Right. It’s actually quite easy to name my favorite videogame of all time. That’d be The Legend of Zelda: A Link to the Past. I mean, the image on Grinding Down since its very birth has been the Master Sword in all its forest-hidden glory. Should’ve seen it coming, people. The hard part comes with writing about it, as it’s a game so close to my shaping, a game so perfect in memory and nostalgia that I am scared if it’s even possible to express so with an ounce of success. Guess I’ll give it a shot. Maybe even a hook shot.

I don’t remember how A Link to the Past ended up in my SNES collection. I don’t remember saving up money as a kid from mowing the lawn or washing neighbors’ cars or my allowance in general to pay for it. I don’t remember trading with friends or borrowing it from a friend and then just keeping it like a horrible goblin. I don’t remember getting it as an older boy, a teenager, or a man, meaning it had to come into my hands around the time it came into many others’ hands, near its launch date of late 1992. I don’t remember how I got it, but I’ve had it ever since, as it’s one of the few SNES carts that did not get traded in when I was young and dumb. I do, however, remember playing it. And playing it again and again.

For those that don’t know, A Link to the Past is a coming-of-age tale where a young Link has to save a princess and defeat Agahnim not once, but twice and then slice Ganon apart for peace to return to the land of Hyrule. To do this, he has to travel between a Light and Dark World to collect the Master Sword and three mystical pendants, as well as uncover the Seven Sages. In between all that, you’ll explore villages and dungeons and rivers and forests for items and people to help you along the way.

There was a time when the Internet didn’t spoil videogames for everyone, and during that time I played A Link to the Past. I found my way into the castle during a rainstorm via a hole in the ground without anyone pointing it out to me. I attacked chickens until they attacked me without knowing that would happen. I made it through the Ice Palace dungeon without a walkthrough. I totally cried in frustration when I couldn’t figure out how to beat Moldorm, and it knocked Link off the screen for the umpteenth time. I helped the lost old man on Death Mountain without knowing whether it was a trick or not. I revealed a monster with sunlight, I blew apart cracks in walls, I dashed into a tree to unleash a swarm of bees…I…I…
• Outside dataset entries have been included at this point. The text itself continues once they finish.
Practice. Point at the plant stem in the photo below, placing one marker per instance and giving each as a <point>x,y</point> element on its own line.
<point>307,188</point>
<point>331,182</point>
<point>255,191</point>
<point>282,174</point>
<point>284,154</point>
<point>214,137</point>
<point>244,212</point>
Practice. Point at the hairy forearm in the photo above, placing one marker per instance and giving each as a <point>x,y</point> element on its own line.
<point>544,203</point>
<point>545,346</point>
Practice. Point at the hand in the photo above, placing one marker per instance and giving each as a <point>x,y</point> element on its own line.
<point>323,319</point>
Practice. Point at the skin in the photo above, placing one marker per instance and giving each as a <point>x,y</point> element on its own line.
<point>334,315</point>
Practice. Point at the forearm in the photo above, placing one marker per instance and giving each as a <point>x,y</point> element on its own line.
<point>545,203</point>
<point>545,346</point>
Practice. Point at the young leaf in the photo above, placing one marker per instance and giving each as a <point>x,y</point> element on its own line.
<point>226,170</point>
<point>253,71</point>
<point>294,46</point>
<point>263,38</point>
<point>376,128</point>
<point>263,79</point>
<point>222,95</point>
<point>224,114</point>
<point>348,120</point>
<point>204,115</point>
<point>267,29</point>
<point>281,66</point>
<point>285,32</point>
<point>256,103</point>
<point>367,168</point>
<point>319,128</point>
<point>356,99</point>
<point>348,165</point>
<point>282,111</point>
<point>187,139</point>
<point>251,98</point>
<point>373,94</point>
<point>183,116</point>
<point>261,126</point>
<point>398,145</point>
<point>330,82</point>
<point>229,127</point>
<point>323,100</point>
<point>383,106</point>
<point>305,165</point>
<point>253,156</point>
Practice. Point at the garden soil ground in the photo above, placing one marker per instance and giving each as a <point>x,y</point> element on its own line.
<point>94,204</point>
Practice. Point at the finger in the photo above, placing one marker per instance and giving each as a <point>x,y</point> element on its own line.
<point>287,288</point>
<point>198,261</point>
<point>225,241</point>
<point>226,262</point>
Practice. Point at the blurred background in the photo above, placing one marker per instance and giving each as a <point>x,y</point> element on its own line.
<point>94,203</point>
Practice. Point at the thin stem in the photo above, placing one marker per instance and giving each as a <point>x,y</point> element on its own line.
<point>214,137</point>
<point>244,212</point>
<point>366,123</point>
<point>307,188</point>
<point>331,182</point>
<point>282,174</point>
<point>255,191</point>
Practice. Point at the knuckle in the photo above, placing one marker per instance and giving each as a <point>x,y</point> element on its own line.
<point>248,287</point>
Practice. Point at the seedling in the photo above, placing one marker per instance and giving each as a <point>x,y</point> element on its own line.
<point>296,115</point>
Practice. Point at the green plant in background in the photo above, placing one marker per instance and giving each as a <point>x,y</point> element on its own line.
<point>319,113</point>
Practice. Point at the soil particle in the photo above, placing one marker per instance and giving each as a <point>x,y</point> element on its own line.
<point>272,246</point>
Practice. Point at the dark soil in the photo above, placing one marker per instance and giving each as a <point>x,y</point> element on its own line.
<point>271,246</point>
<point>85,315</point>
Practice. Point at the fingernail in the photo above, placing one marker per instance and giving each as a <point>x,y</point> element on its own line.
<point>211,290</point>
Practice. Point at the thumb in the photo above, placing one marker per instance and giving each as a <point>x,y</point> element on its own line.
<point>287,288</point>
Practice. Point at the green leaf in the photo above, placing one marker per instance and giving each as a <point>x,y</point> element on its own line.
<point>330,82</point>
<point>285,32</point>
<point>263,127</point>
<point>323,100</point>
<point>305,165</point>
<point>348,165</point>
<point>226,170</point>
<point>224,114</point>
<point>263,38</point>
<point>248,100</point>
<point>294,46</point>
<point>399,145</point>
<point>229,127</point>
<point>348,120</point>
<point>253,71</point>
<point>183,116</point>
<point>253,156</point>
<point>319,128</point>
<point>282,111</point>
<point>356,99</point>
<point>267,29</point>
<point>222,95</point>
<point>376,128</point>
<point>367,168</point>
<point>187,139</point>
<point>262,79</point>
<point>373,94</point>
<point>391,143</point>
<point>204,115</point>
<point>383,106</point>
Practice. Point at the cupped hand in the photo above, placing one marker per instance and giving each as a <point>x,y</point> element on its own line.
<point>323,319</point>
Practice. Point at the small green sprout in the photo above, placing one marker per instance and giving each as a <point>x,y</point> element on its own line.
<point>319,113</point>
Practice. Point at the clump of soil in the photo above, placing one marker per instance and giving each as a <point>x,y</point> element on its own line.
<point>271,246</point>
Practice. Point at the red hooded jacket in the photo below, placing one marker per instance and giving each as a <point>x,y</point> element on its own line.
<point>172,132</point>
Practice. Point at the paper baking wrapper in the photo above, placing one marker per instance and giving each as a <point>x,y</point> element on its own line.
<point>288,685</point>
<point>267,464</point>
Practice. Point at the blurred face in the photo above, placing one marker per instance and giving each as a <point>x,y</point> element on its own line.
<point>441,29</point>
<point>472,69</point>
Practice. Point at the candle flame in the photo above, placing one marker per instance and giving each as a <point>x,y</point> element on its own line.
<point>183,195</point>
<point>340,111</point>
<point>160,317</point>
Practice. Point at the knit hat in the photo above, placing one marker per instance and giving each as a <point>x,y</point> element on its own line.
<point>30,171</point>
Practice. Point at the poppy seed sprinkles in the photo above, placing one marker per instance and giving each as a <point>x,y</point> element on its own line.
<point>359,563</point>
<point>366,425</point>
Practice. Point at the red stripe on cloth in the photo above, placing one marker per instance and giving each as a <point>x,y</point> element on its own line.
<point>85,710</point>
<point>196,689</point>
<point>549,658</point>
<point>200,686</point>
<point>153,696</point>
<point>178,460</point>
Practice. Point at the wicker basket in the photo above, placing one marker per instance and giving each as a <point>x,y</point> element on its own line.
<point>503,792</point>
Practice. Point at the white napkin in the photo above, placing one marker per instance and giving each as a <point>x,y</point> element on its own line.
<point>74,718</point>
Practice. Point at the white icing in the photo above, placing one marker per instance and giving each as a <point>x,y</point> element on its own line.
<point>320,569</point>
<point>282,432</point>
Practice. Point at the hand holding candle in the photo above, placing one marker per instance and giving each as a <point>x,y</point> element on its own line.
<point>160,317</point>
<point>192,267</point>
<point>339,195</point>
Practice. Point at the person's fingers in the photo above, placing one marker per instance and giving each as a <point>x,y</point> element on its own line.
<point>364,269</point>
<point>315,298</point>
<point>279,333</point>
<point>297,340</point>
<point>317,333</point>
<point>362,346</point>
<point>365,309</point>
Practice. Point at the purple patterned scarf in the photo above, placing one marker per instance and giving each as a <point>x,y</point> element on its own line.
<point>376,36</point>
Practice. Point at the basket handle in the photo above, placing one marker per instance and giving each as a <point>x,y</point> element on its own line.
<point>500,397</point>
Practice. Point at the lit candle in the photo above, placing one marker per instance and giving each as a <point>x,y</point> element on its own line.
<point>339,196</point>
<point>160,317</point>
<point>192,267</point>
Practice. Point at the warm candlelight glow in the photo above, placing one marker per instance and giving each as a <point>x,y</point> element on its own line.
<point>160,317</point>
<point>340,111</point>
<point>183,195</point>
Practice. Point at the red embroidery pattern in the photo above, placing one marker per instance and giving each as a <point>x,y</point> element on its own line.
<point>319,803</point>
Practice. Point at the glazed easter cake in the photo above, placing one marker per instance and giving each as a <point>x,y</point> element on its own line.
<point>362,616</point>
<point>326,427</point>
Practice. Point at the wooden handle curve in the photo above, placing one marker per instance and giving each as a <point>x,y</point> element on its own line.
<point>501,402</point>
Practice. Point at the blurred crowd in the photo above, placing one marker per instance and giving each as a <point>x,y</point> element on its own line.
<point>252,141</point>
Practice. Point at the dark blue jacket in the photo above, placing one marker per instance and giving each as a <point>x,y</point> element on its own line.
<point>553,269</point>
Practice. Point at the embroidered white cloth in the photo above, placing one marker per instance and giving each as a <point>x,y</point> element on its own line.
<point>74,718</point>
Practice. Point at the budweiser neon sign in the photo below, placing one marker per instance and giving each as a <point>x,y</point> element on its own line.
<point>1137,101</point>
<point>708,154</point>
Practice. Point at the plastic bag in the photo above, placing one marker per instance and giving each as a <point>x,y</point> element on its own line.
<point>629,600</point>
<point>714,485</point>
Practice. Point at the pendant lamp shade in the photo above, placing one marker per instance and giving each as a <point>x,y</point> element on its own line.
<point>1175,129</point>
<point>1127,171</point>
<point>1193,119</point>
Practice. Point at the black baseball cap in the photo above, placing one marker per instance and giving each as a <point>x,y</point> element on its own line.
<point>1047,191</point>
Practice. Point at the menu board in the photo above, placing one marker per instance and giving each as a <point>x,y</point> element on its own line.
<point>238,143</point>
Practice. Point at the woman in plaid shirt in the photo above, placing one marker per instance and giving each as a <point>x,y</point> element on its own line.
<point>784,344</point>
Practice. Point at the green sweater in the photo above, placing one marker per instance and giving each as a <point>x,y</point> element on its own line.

This is a videogame stuffed to the brim of little moments, tiny secrets, and gleeful nods. And that’s a big part of why it’s so special to me. The “main quest” of stopping the evil overlord is by the books, but it’s all the little moments that make the adventure so spectacular. And the music. And the fact that there’s an entire second world to explore, which comes seemingly out of nowhere, and you can flip to and from it with ease, on the fly, giving you freedom to explore and try things out. And the graphics, the kind that are ever-lasting, the kind that evoke warm feelings upon seeing them today, tomorrow, and years down the road.

I love it immensely, though the last time I sat down to play it on my still working SNES was many moons ago. Maybe even in the early 2000s. I’m probably overdue for a trip down memory lane with a game that has still not been reproduced today. There is nothing else like it, not even other games from The Legend of Zelda. Though the DS ones come close in spirit.

So there ya go. My favorite videogame of all time. A Link to the Past. I probably didn’t do it enough justice, but whatever. This isn’t a college thesis here. Agree or disagree or move on silently to something else on the Internet. We’re done. Though there’ll be a roundup post on the 30 Days of Gaming meme soon, too. Until the next meme, I guess!